The basic rate of capital gains tax will fall from 18pc to 10pc from April this year, while the higher rate will fall from 28pc to 20pc.
However, gains made on residential property will not be eligible for the newly lowered rates. Instead the Chancellor has maintained the existing rates, equivalent to an eight percentage point surcharge.

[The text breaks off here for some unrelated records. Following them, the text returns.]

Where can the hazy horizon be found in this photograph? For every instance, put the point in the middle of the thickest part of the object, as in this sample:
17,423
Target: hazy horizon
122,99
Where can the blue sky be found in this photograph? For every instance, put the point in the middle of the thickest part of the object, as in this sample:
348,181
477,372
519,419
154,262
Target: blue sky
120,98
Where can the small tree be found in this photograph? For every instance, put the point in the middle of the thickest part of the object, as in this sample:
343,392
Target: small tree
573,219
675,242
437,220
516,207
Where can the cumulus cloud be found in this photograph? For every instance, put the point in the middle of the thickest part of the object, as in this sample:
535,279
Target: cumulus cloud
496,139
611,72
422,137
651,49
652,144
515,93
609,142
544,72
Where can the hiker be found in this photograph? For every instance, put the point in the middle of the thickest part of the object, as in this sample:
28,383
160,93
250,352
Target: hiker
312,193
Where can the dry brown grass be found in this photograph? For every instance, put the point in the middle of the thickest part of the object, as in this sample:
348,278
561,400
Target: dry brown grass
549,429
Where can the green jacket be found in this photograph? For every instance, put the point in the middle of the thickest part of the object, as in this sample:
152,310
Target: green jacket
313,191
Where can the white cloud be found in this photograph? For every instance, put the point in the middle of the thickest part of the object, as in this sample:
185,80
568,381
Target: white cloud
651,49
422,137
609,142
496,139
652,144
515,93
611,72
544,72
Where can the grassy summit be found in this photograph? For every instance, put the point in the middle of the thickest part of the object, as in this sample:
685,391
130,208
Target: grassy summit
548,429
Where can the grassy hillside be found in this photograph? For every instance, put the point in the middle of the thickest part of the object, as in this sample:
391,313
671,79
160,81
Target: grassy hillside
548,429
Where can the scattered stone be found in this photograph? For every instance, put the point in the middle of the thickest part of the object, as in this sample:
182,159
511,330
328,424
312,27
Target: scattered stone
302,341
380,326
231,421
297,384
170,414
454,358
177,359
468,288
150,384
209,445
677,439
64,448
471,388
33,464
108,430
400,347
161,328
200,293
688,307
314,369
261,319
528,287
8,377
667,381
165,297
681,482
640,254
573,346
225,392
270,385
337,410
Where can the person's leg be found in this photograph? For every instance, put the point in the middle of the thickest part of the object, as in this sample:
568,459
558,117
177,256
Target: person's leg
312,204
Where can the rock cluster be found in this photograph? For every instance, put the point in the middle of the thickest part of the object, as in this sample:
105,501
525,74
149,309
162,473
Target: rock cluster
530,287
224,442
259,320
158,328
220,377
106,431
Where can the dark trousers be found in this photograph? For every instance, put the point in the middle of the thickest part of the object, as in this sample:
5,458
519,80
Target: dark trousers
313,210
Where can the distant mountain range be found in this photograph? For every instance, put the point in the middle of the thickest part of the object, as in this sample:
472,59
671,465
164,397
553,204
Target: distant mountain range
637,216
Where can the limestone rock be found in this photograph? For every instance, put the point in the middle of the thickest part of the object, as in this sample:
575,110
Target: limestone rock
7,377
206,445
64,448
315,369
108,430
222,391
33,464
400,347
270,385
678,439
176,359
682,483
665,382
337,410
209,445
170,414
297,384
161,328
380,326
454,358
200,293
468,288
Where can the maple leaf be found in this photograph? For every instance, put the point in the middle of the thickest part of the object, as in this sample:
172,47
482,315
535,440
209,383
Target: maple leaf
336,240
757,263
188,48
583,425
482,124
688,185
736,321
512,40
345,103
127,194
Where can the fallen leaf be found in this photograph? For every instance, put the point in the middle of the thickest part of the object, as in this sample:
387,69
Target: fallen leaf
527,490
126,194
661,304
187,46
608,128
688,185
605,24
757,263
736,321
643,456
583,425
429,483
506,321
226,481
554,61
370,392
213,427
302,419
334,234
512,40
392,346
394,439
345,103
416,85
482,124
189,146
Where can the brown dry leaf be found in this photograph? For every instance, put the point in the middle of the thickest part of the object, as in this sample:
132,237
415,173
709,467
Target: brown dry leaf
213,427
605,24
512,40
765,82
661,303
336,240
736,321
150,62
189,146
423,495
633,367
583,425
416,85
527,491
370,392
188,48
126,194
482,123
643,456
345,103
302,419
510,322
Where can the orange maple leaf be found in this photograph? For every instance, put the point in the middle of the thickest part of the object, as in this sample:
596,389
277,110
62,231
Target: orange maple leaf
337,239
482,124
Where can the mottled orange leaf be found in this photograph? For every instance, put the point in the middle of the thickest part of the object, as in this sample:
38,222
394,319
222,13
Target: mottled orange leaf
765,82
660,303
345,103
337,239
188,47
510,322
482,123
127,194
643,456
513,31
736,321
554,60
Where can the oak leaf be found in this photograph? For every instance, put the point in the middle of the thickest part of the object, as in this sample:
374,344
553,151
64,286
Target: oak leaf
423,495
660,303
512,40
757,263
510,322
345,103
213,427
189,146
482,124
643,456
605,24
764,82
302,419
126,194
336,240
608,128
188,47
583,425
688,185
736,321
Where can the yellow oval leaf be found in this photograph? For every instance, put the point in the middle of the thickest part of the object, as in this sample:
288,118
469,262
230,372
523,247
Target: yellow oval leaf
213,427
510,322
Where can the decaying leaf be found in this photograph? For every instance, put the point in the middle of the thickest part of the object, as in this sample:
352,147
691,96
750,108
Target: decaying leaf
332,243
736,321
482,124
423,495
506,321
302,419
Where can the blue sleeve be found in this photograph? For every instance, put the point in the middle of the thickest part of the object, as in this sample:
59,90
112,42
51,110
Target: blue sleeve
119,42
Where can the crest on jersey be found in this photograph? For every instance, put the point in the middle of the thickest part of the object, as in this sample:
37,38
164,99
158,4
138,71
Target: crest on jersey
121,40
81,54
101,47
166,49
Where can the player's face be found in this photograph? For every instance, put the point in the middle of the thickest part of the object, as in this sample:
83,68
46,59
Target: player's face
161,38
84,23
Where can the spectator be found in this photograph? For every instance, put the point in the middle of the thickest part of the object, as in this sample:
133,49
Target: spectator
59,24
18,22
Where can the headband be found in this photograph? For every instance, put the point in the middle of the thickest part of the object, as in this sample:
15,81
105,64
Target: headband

The same will apply to carried interest.
The Budget document said the move was intended to “ensure that CGT provides an incentive to invest in companies over property”.For a £10,000 gain (above the £11,100 tax-free allowance) a basic-rate taxpayer would currently be left with £8,200 after tax, and a higher-rate or additional-rate taxpayer with £7,200.
Under the new rates, the basic-rate taxpayer would be left with £9,000 and the higher or additional-rate taxpayer with £8,000.
The changes will see Britain charge some of the lowest capital gains tax rates in Europe.
Tina Riches, a tax partner at Smith & Williamson, the accountancy firm, said: “The Chancellor’s plan to reduce capital gains tax rates are a very welcome encouragement for entrepreneurs and others investing in businesses – but yet another disappointment for those invested in residential property who fail to benefit from this latest initiative.”
Ms Riches added that taxpayers likely to be hit by the new dividend taxation system, which takes effect next month, might "reconsider their portfolios” in light of the lower rates of CGT. A change in focus from income-producing to growth-orientated shares, for example, could mean paying less tax.
Entrepreneurs' relief will also be extended to long-term investors in unlisted companies. This will mean that the rate for gains on newly issued shares in unlisted companies (purchased on or after March 17 2016) will be 10pc, as long as they are held for a minimum of three years.